I hope you paid close attention to the legislative session this year. If you kept up with the weekly updates from GMA you would have noticed an all too familiar theme in many of the bills reported on … the preemption of local government authority.
Over the last few years GMA has had to spend an inordinate about of time fighting legislation that would impose state level solutions to strictly local issues. This is a significant problem that promotes a “one-size-fits-all” mentality which limits your ability as a local official to address the needs of your city based on local circumstances, now and in the future.
This year GMA had to work to protect the ability of cities to implement local zoning requirements that address resident and business needs. GMA fought for the ability of cities to decide for themselves if guns and other weapons could be brought into their own buildings. Local pawnshop ordinances had to be protected as well as the ability of cities to implement metal theft ordinances, both of which have been effective in assisting local law enforcement across the state. And the association’s resources were spent fighting efforts to severely limit the ability of cities to invest in local broadband networks when those investments are wanted by local businesses and residents.
It’s ironic that legislation is introduced each year to limit the ability of cities to manage their affairs when, in fact, cities are seen by many Georgia citizens as the answer to more effective and responsive government. Six new cities have been created over the last few years and the creation of a seventh, Brookhaven in DeKalb County, will be voted on later this year. The unfortunate truth is that the ideal of local control is easily pushed to the side when it conflicts with an individual legislator’s personal preferences, or those of special interest groups.

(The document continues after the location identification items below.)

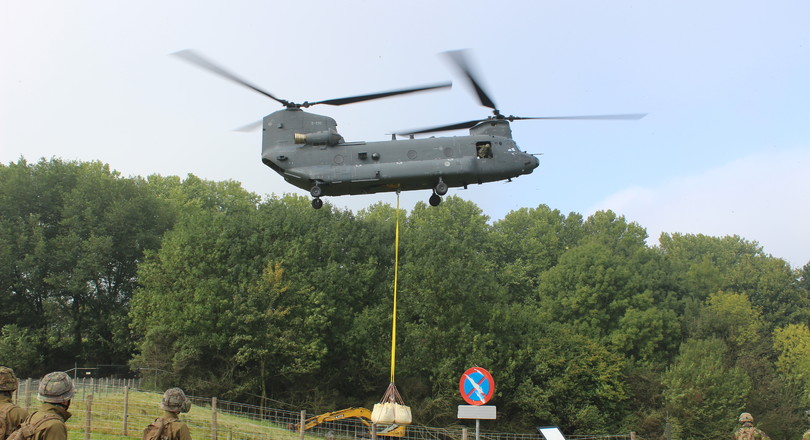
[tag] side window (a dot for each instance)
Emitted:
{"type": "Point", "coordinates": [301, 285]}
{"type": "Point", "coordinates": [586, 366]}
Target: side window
{"type": "Point", "coordinates": [483, 150]}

We have a fundamental question before us; how do we counteract or even better, end, this annual referendum on “local control” played out under the Gold Dome?
First, I believe we must continue to articulate to our state leaders the vision we each have for our cities. I believe it is a future characterized by good access to jobs, vibrant downtowns, recreational and cultural opportunities and safe streets.

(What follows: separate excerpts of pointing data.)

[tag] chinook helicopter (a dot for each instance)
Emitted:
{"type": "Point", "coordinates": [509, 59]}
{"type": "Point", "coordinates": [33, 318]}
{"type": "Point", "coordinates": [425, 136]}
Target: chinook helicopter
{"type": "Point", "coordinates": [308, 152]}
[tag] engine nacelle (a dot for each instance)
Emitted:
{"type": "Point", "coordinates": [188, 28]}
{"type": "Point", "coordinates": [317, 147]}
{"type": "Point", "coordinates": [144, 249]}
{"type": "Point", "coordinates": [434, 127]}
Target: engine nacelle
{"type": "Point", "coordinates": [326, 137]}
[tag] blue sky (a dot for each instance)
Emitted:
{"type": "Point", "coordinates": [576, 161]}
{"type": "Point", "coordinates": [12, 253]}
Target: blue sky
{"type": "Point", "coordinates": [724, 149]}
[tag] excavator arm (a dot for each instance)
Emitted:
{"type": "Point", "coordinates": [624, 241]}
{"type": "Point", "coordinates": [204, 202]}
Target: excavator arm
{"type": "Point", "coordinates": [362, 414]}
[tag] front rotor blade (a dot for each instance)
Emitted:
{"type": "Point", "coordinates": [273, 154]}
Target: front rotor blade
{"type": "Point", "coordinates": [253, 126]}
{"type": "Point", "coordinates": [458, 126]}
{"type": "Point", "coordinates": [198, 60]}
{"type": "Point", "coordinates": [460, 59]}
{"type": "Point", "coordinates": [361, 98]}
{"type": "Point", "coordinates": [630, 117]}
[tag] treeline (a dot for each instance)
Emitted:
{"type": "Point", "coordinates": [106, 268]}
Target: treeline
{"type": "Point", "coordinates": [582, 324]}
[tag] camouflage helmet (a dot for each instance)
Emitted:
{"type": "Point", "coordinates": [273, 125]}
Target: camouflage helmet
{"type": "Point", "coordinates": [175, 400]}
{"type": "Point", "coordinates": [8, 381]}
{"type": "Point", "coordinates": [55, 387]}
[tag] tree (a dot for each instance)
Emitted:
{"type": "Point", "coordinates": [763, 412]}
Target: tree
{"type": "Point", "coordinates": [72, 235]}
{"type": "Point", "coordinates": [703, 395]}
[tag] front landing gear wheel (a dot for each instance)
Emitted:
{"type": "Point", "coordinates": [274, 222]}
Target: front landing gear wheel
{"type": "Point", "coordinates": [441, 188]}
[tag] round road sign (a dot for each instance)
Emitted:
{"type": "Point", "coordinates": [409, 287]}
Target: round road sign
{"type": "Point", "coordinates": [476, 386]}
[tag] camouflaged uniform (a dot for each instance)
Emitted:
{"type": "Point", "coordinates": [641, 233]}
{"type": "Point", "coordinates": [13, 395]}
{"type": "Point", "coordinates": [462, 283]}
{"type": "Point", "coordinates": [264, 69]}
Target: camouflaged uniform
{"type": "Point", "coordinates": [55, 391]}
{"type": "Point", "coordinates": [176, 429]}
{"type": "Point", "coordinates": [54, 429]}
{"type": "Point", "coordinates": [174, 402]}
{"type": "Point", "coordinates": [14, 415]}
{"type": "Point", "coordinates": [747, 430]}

Cities are vital to the state’s economy and there is a clear link between healthy and vibrant cities and healthy and vibrant businesses. The concentration of activity, leadership, creativity and infrastructure in our cities should be nurtured and lifted up, not restricted.
Second, we should respectively challenge any assumptions that local leaders are not in the best position to know and understand the needs of their communities and to make the day-to-day and year-to-year decisions to see our visions come true.

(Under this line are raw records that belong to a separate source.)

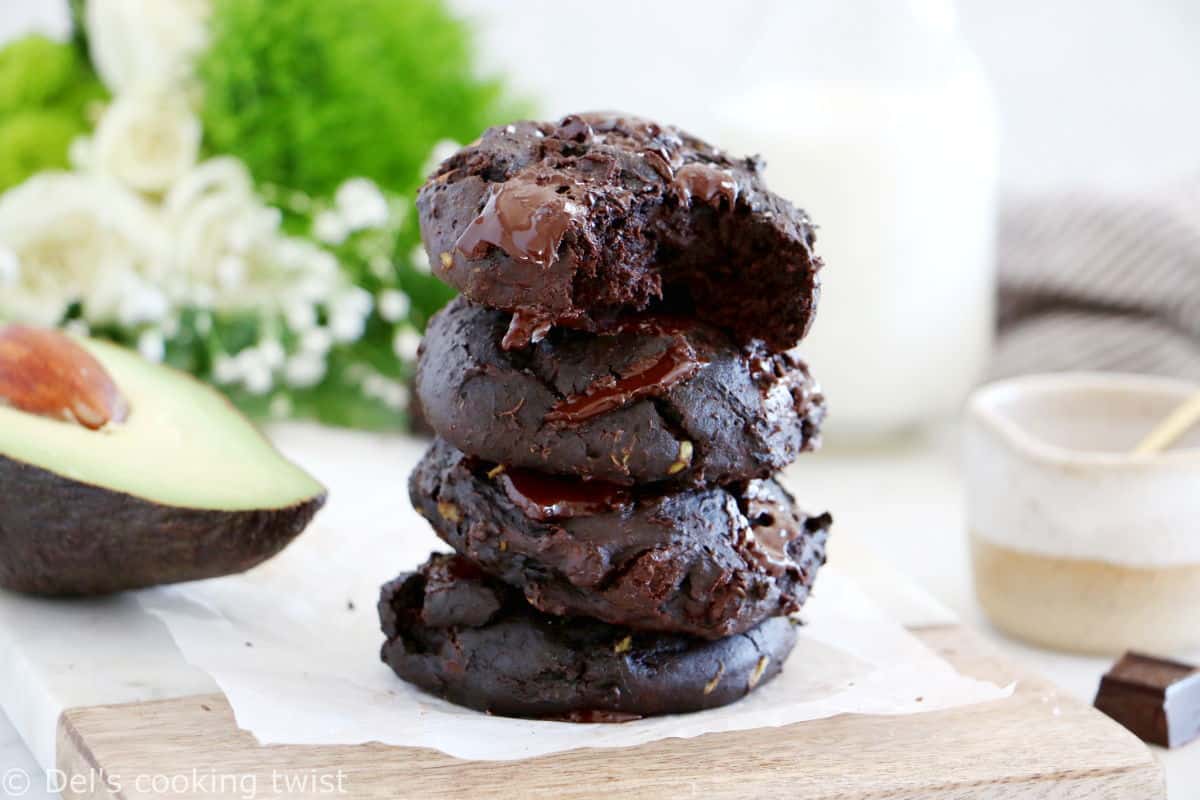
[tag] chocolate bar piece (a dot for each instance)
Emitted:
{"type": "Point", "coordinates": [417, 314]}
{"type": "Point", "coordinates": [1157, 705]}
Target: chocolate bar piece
{"type": "Point", "coordinates": [1155, 698]}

Finally, while we understand and value the role of the state in creating broad parameters for local governments to work within, we must continue to forcefully advocate for a system of rules and regulations that looks to the future and builds communities up. It should not constrain or micro-manage local government day-to-day operations.
What local governments and the state can do together is what’s important. We can’t afford to play a political game of winners and losers, but should rather seek to lift high our common purpose, making Georgia and its communities a place we all would be proud to call home.